Dobryy Den, Dachau:Die Kraft des Bumerangs

Dobryy Den, Dachau: Anna Huryn aus Kiew schreibt die wöchentliche Kolumne "Dobryy Den, Dachau" für die SZ Dachau.

Anna Huryn aus Kiew schreibt die wöchentliche Kolumne "Dobryy Den, Dachau" für die SZ Dachau.

(Foto: Illustration: Bernd Schifferdecker)

Anna Huryn ist aus der Ukraine nach Dachau geflohen. Die 21-Jährige berichtet wöchentlich über ihr Ankommen im Landkreis. In der sechsten Folge beschreibt sie, wie sie mit der Hilfsbereitschaft der Dachauer umgeht.

Kolumne von Anna Huryn, Dachau

Ich hätte mir nie vorstellen können, dass ich eines Tages eine Geflüchtete sein würde - und dass ich einmal um die Hilfe barmherziger Menschen bitten würde. Ich war früher eine ziemlich unabhängige Person und deshalb ist es für mich wahnsinnig schwer, Hilfe anzunehmen.

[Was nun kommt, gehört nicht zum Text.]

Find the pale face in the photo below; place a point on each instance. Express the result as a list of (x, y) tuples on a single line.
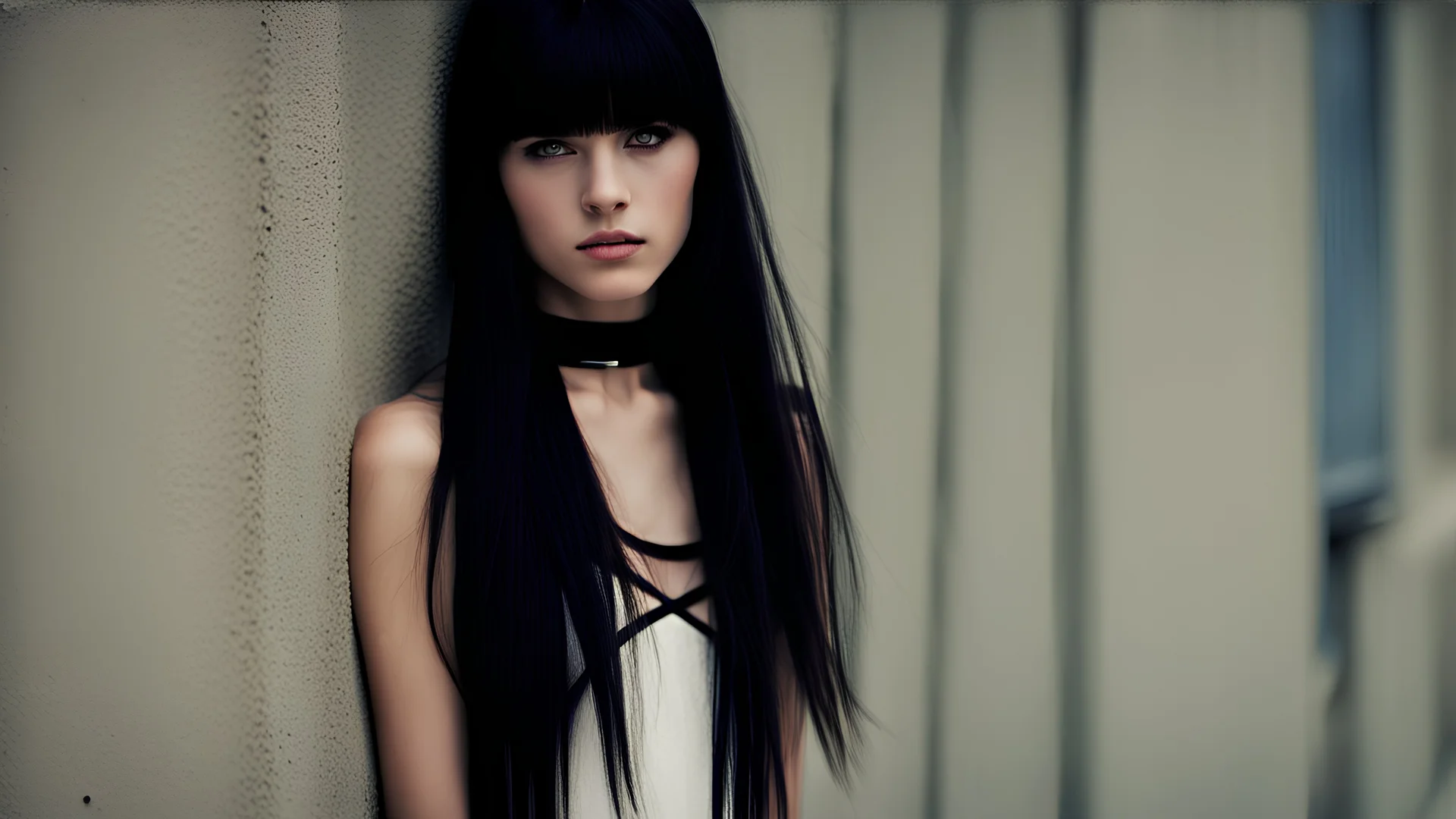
[(565, 190)]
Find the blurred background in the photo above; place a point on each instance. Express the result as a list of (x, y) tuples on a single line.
[(1134, 328)]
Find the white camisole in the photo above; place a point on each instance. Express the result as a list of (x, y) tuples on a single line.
[(673, 755)]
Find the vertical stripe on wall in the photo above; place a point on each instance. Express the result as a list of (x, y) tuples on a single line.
[(1200, 484), (890, 202)]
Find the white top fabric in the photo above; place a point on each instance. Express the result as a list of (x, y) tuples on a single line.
[(673, 755)]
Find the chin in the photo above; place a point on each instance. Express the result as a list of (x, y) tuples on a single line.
[(612, 286)]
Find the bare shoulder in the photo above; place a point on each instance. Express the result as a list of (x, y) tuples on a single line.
[(400, 435)]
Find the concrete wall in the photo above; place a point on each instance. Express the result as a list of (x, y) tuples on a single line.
[(1060, 264)]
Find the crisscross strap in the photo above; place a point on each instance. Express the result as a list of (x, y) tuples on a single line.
[(667, 608)]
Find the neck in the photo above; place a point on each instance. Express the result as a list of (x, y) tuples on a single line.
[(609, 385), (560, 300)]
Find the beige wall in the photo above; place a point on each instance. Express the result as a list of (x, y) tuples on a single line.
[(1066, 410)]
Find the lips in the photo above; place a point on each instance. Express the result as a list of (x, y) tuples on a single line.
[(610, 238)]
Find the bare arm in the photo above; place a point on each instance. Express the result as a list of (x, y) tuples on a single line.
[(419, 714)]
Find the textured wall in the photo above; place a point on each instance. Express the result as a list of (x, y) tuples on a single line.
[(218, 246), (218, 249)]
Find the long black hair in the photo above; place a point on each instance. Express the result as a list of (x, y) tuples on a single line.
[(533, 553)]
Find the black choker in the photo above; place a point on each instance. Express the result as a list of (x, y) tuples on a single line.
[(574, 343)]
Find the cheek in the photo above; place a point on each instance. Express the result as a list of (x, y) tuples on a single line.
[(530, 203)]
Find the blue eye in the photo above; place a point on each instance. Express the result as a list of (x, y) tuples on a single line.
[(546, 149), (650, 137)]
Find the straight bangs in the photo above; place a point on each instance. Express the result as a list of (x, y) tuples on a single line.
[(598, 69)]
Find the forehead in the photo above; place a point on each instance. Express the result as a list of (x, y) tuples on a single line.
[(601, 74)]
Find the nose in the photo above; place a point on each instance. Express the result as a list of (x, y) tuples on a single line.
[(606, 190)]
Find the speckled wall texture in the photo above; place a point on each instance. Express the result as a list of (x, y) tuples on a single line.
[(218, 246), (223, 221)]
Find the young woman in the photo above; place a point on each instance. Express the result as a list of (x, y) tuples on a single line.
[(601, 560)]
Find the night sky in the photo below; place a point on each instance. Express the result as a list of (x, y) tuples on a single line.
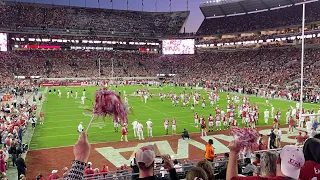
[(194, 21)]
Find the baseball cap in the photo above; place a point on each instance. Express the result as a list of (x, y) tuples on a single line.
[(145, 155), (292, 159)]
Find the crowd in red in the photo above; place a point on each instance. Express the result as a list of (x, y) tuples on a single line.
[(264, 20), (62, 17)]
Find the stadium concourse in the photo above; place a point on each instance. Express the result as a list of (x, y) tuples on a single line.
[(248, 47)]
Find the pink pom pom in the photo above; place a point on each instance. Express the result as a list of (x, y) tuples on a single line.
[(109, 103), (245, 137)]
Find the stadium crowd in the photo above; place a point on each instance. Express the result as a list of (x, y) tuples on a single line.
[(66, 17), (290, 162), (15, 115), (263, 71), (258, 21)]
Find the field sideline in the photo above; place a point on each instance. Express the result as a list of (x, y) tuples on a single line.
[(62, 115)]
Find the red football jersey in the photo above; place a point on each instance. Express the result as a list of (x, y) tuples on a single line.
[(310, 171)]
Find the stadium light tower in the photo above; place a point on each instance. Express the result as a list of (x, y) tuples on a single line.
[(302, 57), (99, 68)]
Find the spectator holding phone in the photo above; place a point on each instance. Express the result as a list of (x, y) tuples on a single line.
[(209, 154), (145, 161)]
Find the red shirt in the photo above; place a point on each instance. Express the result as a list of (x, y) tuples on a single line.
[(310, 170), (300, 139)]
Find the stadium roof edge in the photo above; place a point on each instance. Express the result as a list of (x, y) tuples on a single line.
[(211, 8), (57, 5)]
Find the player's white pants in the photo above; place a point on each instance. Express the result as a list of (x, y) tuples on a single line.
[(174, 128), (300, 124), (140, 135), (135, 130), (203, 132), (287, 120), (149, 131)]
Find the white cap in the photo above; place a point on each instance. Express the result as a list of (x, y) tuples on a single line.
[(292, 159)]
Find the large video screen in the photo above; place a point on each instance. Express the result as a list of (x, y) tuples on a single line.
[(3, 42), (178, 46)]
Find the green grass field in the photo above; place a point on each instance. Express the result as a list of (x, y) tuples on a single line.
[(62, 115)]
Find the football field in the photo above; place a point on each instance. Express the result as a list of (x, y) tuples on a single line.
[(63, 115)]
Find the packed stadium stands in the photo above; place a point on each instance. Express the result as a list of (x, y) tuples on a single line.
[(273, 67), (30, 15), (277, 67), (273, 19)]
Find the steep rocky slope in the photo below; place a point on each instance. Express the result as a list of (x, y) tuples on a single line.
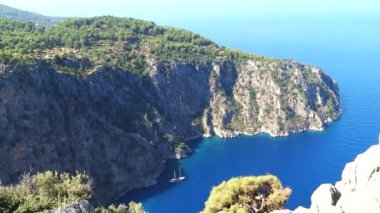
[(65, 112), (358, 191)]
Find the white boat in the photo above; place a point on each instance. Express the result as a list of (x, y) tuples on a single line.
[(176, 179)]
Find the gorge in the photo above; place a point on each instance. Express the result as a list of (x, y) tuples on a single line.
[(117, 97)]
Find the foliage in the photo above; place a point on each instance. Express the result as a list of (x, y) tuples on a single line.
[(248, 194), (78, 45), (122, 208), (12, 13), (44, 191)]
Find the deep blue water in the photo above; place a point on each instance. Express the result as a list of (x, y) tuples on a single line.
[(348, 49)]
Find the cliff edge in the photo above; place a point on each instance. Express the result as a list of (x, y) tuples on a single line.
[(117, 98), (358, 191)]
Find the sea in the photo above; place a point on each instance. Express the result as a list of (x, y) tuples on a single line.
[(347, 48)]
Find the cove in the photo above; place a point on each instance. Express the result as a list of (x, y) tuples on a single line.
[(347, 49)]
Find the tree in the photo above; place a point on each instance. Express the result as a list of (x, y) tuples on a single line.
[(248, 194)]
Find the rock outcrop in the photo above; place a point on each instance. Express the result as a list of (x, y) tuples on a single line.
[(82, 206), (120, 127), (358, 191)]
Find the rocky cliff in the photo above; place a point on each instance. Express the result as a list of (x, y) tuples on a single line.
[(358, 191), (65, 113)]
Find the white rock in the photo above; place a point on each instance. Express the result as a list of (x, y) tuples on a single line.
[(325, 198)]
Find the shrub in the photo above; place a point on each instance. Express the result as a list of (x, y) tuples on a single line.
[(44, 191), (122, 208), (248, 194)]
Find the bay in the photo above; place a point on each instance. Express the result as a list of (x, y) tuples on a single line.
[(346, 47)]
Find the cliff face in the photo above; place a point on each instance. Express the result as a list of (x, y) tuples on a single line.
[(358, 191), (270, 96), (121, 128)]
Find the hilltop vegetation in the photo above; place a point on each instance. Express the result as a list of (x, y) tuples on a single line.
[(49, 190), (248, 195), (78, 45), (13, 13)]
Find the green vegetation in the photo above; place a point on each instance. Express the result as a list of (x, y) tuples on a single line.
[(12, 13), (248, 194), (49, 190), (131, 208), (44, 191), (78, 45)]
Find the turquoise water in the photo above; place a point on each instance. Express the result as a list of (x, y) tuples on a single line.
[(348, 49)]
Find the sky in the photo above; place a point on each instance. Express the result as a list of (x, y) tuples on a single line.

Als ich in Dachau ankam, wäre ich auch bereit gewesen in einer Turnhalle zu übernachten. Das Wichtigste für mich und meine Mutter war, einen sicheren Ort zu finden. Am Ende hatten wir das riesengroße Glück, in einem schönen Haus in Dachau zu landen bei unserer unglaublichen Gastfamilie.

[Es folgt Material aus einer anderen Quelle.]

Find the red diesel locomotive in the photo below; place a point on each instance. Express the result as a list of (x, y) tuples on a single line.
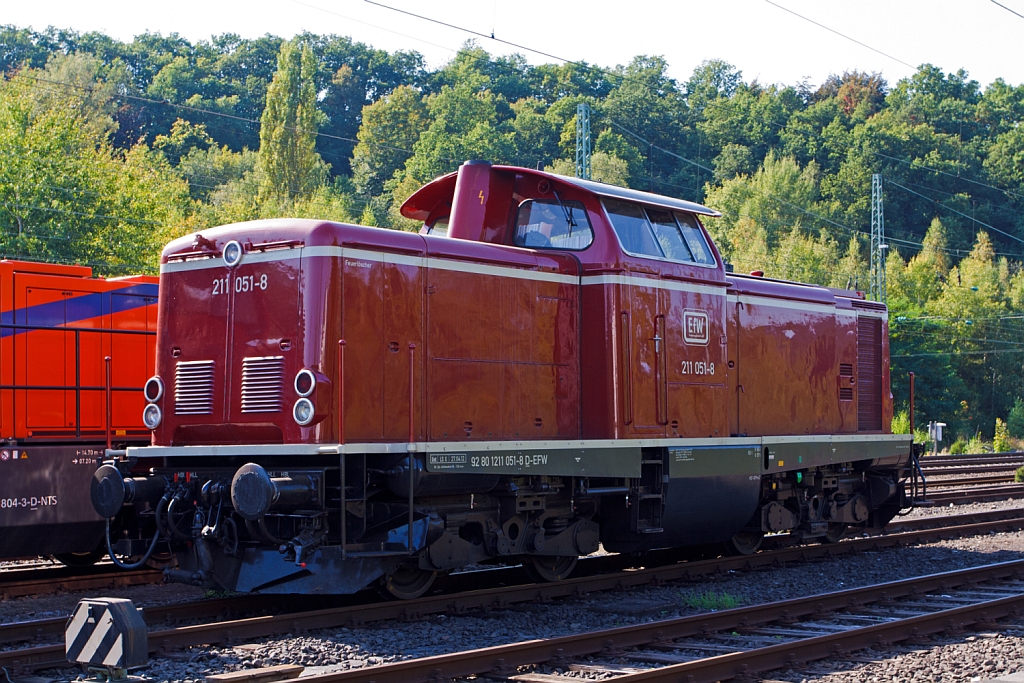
[(549, 365), (57, 325)]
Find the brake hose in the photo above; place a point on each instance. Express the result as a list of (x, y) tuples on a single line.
[(133, 565)]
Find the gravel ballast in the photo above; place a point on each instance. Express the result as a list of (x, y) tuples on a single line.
[(379, 643)]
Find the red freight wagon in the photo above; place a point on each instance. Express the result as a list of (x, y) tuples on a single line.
[(57, 325), (550, 364)]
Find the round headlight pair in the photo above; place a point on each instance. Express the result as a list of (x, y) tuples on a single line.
[(152, 415), (303, 412), (305, 382), (231, 254), (154, 389)]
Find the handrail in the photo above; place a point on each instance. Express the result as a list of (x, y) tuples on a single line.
[(115, 331)]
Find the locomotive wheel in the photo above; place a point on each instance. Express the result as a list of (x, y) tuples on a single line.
[(744, 543), (549, 567), (407, 583), (835, 532), (78, 560)]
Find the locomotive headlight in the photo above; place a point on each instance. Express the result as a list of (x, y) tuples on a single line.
[(303, 412), (305, 382), (152, 415), (154, 389), (231, 254)]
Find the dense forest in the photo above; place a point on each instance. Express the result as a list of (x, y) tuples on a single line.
[(110, 148)]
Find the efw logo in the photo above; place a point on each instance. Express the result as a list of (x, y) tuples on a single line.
[(695, 327)]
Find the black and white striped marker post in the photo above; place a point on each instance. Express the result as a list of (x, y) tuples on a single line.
[(107, 634)]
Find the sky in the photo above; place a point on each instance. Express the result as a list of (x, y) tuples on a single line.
[(765, 39)]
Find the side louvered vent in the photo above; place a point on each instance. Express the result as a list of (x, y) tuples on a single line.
[(194, 387), (869, 374), (262, 382)]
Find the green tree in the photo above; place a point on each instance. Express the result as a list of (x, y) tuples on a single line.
[(390, 128), (288, 166)]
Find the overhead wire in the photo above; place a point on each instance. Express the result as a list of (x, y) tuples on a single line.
[(841, 35)]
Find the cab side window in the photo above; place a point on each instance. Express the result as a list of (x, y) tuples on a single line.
[(646, 230), (438, 228), (542, 224)]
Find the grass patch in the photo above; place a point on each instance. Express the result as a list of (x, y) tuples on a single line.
[(711, 601)]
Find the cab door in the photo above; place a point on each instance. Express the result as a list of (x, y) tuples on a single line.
[(642, 326), (696, 363)]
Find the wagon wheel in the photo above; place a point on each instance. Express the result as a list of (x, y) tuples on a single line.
[(745, 542), (549, 567), (407, 583), (161, 560), (84, 559), (835, 532)]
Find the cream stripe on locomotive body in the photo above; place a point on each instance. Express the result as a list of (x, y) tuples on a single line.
[(570, 365)]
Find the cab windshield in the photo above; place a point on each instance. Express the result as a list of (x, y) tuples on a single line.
[(658, 232), (542, 224)]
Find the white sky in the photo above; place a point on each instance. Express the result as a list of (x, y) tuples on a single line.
[(762, 40)]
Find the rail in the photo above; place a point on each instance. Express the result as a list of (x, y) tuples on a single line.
[(78, 387)]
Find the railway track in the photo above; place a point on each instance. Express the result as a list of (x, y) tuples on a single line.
[(44, 577), (737, 643), (977, 495), (19, 583), (239, 630)]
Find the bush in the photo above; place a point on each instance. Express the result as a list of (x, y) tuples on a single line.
[(1015, 421), (978, 444), (1000, 442)]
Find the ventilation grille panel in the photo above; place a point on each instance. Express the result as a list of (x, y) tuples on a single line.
[(194, 387), (262, 382), (869, 374)]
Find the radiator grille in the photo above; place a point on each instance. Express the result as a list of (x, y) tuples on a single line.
[(869, 374), (194, 387), (262, 381)]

Früher hatte ich alles, was ich brauchte, um glücklich zu sein. Als ich in Dachau ankam, hatte ich nichts mehr. Ich konnte fast nichts von daheim mitnehmen. Ich war dann nahezu geschockt - und gleichzeitig sehr dankbar -, dass uns die Deutschen hier so viele Dinge gaben: Kleidung, Medikamente, Essen, Hygieneprodukte, all das bekamen meine Mutter und ich aus einem Lager im AEZ Einkaufszentrum. Ich konnte mir dort in Ruhe alles aussuchen, was ich brauchte und Kleidung anprobieren - es war wie Shoppen ohne Geld zu brauchen. Ich war aber so schüchtern in dem Moment, weil es das erste Mal in meinem Leben war, das in einer solchen Situation war.

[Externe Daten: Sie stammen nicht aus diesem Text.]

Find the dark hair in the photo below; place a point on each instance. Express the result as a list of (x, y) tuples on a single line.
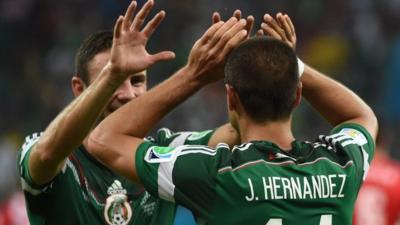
[(264, 73), (90, 47)]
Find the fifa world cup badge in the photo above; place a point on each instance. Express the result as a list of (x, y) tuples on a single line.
[(117, 210)]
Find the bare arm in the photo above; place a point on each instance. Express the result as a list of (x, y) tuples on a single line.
[(335, 102), (73, 124), (115, 140)]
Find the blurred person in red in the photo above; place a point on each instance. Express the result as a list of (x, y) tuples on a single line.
[(378, 202), (12, 211)]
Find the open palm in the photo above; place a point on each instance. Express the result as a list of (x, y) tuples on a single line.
[(128, 52)]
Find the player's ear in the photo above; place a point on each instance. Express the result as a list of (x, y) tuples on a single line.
[(231, 97), (298, 95), (77, 85)]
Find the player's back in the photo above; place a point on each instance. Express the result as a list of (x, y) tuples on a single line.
[(313, 184), (260, 184)]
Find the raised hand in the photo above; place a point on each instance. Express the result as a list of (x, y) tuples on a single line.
[(280, 28), (128, 52), (216, 17), (207, 58)]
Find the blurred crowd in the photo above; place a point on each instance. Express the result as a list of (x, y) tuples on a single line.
[(355, 41)]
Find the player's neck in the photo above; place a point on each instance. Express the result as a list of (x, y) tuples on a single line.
[(279, 133)]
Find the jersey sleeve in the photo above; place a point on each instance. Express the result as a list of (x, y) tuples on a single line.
[(23, 166), (184, 174), (166, 137), (356, 141)]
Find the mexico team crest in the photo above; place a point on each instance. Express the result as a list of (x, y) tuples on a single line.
[(117, 210)]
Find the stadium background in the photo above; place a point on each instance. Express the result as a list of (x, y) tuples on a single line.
[(355, 41)]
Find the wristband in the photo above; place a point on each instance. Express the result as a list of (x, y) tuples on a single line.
[(300, 66)]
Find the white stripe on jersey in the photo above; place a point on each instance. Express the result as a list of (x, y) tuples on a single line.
[(180, 139), (242, 147), (29, 142), (166, 187), (366, 164)]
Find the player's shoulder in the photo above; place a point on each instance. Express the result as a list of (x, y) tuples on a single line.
[(29, 141), (345, 135)]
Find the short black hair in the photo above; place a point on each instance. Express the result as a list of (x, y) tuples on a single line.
[(90, 47), (264, 73)]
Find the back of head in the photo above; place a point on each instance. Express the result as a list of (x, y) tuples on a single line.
[(263, 72), (90, 47)]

Ich muss oft losweinen, wenn ich so viel Unterstützung bekomme

Es gibt Menschen auf dieser Welt, die mein Zuhause zerstören und Zivilisten töten. Und es gibt andere Menschen auf dieser Welt, die mir alles Mögliche schenken und geben wollen, um mir zu helfen. Immer wenn die Deutschen so hilfsbereit, großzügig und mitfühlend sind, dann muss ich anfangen zu weinen.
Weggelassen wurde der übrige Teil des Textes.